Emily Bronte (aka Ellis Bell) 1818-1848
Acclaimed as “perhaps the most passionately original novel in the English language”, Wuthering Heights (a Yorkshire word for turbulent weather) was the only novel of Emily Bronte (originally published under a nom de plume of Ellis Bell, in the days when women couldn’t get their books published), who died of tuberculosis at age 30, one year after publication of WH. Bronte, a Brit, was primarily a poet and published a literary magazine with her siblings, Charlotte, Anne and Branwell. Bronte was three when her mother died, and she lost two sisters during her youth. She was raised in a bleak parsonage by its curate, her father. She was a contemporary, more or less, of Thomas Hardy, George Eliot (Mariann Evans), Dickens, Flaubert, Zola, et al.

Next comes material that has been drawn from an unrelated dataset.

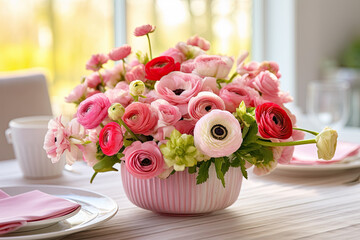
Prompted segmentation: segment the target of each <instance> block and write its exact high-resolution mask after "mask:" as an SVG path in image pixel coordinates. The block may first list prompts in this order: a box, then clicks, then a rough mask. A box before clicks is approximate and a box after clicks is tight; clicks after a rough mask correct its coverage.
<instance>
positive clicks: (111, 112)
mask: <svg viewBox="0 0 360 240" xmlns="http://www.w3.org/2000/svg"><path fill="white" fill-rule="evenodd" d="M108 113H109V117H110V118H111V119H112V120H114V121H116V120H119V119H121V117H122V116H123V115H124V113H125V108H124V107H123V105H121V104H120V103H113V104H112V105H111V106H110V107H109V109H108Z"/></svg>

The story, which takes place in the mid-1700’s, is melodramatic, complex, convoluted, replete with ghosts and visions and dominated by the brooding Heathcliff. While it has been made into movies, plays and even a musical, its appeal escapes me. From the very first page, I found the literary style repugnant; she recklessl uses dashes in lieu of commas; her paragraphing and chapter breaks often lack logic and meaning; her characters are more caricatures than people; her descriptive passages and metaphors are scant and uninspired, especially for a poet. It’s hard to explain this novel’s success, much less its continuing sales now 150 years later. If public opinion is the barometer, however, it looms as a must-read.